Mow recently announced his retirement.
He noted that over the years the park has worked closely with the tribe on shared interests, including getting more tribal youth engaged in the park, working with them on bison reintroduction and tourism as well.
The tribe and the Park Service would both like to see a free-ranging bison herd that would share both Park Service and tribal lands. To that end, they are working first on a comprehensive habitat and elk study. The park and the tribe will look to collar some elk later this winter or early spring.
Mow was named superintendent of Glacier in 2013. He said he also enjoyed building relationships with the community and the Flathead over the years, noting that tourism is moving from pure promotion to stewardship.
Dealing with Covid-19 was particularly challenging, as the east side was closed to avoid spreading coronavirus to the Blackfeet and meanwhile, the park was short staffed due to housing restrictions.
Still, it managed and this year, it will come close to, if not break, visitation records.
What does the future hold?
Mow said he doubts things will ever go back to where they were before the pandemic. While no one knows for sure, the popularity of national parks is expected to increase in the future.
He noted the park is not immune to problems the rest of the country is seeing, from supply chain issues to a lack of housing and staffing shortages.
He said he was encouraged that Congress was recognizing the Park Service needs more staff, but the problem, like most employers, is going to be where to house them.
Sprinkle in climate change, overcowding and the hot summers rife with wildfire and there’s some real challenges ahead.
“All of these conditions are well outside of our control,” he said.
He cited a theory by musician Yo-Yo Ma, who talks of “punctuated equilibrium” — when large and rapid change can burst into the world over a short period of time and cause a dramatic realignment of thinking and experience.

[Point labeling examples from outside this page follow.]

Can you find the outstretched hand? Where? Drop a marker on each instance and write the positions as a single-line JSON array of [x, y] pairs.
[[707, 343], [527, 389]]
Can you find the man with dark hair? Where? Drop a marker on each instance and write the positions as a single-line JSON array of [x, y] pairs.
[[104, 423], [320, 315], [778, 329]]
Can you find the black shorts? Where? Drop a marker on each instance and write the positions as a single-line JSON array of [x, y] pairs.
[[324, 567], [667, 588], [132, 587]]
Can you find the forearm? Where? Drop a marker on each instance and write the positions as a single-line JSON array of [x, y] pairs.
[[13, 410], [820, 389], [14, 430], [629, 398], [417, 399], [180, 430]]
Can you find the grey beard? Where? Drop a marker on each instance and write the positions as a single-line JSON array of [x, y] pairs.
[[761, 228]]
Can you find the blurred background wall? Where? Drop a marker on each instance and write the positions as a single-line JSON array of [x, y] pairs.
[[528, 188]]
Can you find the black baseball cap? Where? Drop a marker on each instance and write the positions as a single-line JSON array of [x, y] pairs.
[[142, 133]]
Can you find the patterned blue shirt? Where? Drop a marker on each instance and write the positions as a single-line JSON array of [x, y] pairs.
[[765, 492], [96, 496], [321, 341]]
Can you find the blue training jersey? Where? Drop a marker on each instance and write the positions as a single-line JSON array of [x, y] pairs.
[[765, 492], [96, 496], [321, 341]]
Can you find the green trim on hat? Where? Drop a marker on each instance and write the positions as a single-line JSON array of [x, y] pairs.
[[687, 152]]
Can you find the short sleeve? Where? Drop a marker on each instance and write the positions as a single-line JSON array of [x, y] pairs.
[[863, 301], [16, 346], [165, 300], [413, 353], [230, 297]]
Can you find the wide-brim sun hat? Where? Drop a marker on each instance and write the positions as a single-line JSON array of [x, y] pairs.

That’s what Glacier is experiencing.
“I think he (Ma) got it right,” Mow said. “We’re in this period of significant transition. I don’t think we’re going to go back to doing things the same way before Covid.”
He credited the staff at Glacier for being flexible and adaptable this year with the reservation system, noting it implemented the system for the Going-to-the-Sun Road in matter of months.
“It was a massive pivot for us,” he said.
He commended the staff.
“I’m quite proud of the outreach we did,” he said.
With the reservation system, Glacier set up a “ticket corral” at headquarters to turn people around and offer them guidance on their trip to the park if they didn’t have a Sun Road ticket.
“We made contact with over 350,000 cars without reservations,” he said.
Most folks, he said, were happy just to talk to a real human being, as the ticket system itself was done exclusively online through the government’s recreation.gov website.
“They were grateful to talk to a live person,” he said.
Mow was not in the park this summer, however. In April he took a detail as acting director for the Alaska region of the National Park Service.
“Pete (Webster) and crew did a fabulous job when I was away,” he said.
He’ll finish up his tenure there in December and then return home to Whitefish.
He said he plans on staying in Montana.
“I want to do a lot of hikes I’ve never been able to do,” he said.